Но герцогу Бирону важно было убедиться теперь, подпал ли его брат этой вспышке только, или в нем действительно зародилась серьезная любовь.

— Предположим, что я хочу твоего счастья, — произнес он самым спокойным своим тоном.

— Ну, если так, то помоги мне в этом деле…

— Да чем же я могу помочь тебе?

— Видишь ли, я посылал сегодня…

— Баронессу Шенберг, — подсказал Иоганн.

— Ну да, баронессу Шенберг, и она ездила к Олуньевым для того, чтобы разузнать предварительно. Она говорит, что если ты захочешь поехать, то отказа не будет.

Обстоятельства давали случай герцогу проверить свое сомнение относительно серьезности чувств брата скорее, чем он мог ожидать этого.

— Послушай, — заговорил он, — я вот что скажу тебе: ты хочешь, чтобы я ехал просить руки для тебя молодой Олуньевой, зная заранее, что если я поеду, то мне отказа не будет.

— Да, именно поэтому-то я и прошу тебя.

— То есть, другими словами, мне не посмеют отказать? Так, что ли?

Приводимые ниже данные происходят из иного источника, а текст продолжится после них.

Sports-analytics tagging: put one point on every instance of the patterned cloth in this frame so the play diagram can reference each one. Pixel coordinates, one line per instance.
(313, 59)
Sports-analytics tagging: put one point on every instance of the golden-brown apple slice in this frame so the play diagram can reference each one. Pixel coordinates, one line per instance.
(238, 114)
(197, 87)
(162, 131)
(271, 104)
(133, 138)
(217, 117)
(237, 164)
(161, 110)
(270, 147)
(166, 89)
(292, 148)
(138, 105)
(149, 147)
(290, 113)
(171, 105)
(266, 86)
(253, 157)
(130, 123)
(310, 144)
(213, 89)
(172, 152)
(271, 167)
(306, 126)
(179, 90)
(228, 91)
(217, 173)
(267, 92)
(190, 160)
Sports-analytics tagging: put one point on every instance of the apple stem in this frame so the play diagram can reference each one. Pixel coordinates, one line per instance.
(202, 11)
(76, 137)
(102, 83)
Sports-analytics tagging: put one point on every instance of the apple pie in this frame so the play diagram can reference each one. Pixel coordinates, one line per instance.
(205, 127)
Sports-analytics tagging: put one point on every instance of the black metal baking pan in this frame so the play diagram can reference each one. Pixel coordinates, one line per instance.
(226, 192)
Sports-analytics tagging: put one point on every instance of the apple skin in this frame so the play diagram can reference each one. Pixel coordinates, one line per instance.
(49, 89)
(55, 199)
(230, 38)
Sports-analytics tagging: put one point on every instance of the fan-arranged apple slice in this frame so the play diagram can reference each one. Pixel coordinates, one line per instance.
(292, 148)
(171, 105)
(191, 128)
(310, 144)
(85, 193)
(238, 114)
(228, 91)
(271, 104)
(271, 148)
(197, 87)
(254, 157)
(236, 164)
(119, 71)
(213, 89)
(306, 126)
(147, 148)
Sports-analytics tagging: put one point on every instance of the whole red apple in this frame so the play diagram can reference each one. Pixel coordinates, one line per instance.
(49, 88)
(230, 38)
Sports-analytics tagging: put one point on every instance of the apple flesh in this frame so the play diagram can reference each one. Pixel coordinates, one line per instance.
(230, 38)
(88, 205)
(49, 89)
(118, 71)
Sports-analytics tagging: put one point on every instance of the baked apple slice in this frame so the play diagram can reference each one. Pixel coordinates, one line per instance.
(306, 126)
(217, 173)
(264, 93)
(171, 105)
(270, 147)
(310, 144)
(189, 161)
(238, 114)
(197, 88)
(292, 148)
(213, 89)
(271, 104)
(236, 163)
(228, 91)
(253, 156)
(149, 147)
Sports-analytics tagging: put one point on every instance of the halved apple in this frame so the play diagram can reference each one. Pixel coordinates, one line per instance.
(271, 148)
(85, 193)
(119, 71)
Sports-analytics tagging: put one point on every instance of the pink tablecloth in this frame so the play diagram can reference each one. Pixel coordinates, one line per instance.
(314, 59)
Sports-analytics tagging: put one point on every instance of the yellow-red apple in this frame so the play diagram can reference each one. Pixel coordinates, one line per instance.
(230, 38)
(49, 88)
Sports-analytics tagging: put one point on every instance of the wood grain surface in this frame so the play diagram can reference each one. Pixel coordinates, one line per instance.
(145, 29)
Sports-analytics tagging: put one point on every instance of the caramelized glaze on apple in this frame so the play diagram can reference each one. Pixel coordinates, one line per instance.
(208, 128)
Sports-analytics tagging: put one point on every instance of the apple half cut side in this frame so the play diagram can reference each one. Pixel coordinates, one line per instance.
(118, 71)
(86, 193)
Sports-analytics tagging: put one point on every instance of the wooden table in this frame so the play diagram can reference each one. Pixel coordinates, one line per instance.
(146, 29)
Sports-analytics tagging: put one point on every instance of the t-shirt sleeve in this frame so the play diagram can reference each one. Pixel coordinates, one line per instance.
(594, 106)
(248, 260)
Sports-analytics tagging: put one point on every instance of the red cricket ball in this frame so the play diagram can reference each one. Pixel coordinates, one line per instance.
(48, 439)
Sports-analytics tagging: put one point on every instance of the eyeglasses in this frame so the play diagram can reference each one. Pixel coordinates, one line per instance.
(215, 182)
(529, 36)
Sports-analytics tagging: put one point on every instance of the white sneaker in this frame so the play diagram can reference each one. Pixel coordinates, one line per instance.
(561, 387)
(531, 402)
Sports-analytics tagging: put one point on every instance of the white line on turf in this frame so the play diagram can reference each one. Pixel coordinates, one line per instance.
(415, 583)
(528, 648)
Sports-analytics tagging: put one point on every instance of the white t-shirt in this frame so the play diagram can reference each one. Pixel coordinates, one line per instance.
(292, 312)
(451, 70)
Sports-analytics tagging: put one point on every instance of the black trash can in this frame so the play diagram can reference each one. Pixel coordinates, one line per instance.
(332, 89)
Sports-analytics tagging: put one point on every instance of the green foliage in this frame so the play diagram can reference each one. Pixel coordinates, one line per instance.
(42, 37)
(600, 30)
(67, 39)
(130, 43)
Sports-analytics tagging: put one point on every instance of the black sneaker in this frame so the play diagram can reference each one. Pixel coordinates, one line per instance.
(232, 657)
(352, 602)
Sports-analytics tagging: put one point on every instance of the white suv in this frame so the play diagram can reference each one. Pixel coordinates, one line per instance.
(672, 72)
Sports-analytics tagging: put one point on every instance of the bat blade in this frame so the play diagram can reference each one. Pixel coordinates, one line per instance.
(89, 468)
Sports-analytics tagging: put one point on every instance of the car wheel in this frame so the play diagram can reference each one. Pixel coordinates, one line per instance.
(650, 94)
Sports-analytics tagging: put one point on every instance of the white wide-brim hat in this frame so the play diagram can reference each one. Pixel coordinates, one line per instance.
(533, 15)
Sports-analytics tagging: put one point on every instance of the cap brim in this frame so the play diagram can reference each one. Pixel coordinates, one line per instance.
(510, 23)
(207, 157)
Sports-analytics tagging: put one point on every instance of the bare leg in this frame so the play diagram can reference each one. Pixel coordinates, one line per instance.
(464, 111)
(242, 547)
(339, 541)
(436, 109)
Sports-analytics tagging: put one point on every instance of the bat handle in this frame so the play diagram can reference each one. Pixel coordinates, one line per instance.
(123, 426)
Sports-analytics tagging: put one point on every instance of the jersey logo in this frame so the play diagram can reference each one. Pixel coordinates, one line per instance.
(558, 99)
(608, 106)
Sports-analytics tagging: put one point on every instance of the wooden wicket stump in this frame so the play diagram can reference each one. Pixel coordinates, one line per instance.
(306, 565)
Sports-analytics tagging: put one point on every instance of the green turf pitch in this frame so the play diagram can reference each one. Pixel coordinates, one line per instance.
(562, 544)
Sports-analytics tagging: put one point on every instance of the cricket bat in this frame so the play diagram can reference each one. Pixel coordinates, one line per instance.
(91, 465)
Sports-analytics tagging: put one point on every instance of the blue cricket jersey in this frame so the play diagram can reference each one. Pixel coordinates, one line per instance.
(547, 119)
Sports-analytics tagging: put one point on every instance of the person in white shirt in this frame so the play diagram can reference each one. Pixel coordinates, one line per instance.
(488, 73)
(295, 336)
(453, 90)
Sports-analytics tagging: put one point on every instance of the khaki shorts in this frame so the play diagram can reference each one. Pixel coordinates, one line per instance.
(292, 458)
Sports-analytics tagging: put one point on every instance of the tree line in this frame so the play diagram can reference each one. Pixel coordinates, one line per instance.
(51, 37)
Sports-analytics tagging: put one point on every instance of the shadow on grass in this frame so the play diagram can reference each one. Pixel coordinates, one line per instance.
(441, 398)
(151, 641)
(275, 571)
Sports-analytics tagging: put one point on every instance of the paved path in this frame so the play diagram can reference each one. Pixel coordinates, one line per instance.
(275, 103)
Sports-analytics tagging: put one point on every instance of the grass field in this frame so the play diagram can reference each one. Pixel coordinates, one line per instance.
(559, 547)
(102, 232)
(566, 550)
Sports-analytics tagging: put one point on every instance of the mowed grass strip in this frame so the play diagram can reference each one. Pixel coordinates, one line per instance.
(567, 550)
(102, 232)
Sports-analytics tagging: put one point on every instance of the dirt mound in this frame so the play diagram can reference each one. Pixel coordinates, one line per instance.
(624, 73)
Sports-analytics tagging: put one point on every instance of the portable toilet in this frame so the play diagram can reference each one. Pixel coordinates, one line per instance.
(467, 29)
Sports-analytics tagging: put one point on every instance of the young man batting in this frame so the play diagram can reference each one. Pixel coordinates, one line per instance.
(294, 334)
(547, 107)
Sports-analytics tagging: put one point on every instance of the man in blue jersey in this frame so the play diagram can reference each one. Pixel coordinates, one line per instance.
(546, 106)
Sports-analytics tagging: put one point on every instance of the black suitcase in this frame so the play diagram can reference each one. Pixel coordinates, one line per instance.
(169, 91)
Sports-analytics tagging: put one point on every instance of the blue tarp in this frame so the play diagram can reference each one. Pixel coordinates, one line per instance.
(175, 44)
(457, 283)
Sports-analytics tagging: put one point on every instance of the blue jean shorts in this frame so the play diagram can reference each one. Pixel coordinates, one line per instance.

— Так… — с запинкой подтвердил Густав.

— В таком случае, ты хочешь жениться насильно, выслав меня сватом? Хорошо, я поеду; из боязни ко мне там дадут согласие. Ну, а потом что? Свободного выбора не было, и хорошо, если Олуньева тебя тоже любит. Ну, а если нет?.. Тогда все дело станет непоправимым… Между тем, если ты сам… тогда это будет совершенно другое…

— Так ты отказываешься поехать? — перебил упавшим голосом Густав.

— Я ни от чего еще не отказываюсь, а говорю только, что если поеду я, то для той, которую ты любишь, не будет свободного выбора.

Расчет, с которым говорил герцог эти слова, заключался в том, что если Густав действительно любил Олуньеву серьезно, то эта серьезность любви помешала бы ему настаивать далее. Для истинного чувства показалось бы оскорбительно не только всякое насилие, но даже такой поступок, который давал бы повод подозревать отсутствие свободной воли.

Если Наташа любила или могла любить, то, кто ни поезжай, всякому бы она дала свое согласие на свой брак с Густавом, а если не любила, то человек, испытывающий к ней истинное чувство, не захотел бы насиловать ее волю, ставя ее в положение, при котором отказ был почти немыслим. Поэтому герцог, желая проверить брата, объяснил ему, какой вид будет иметь его сватовство, и ждал, что он ответит: откажется ли от своей просьбы или, наоборот, будет настаивать на ней.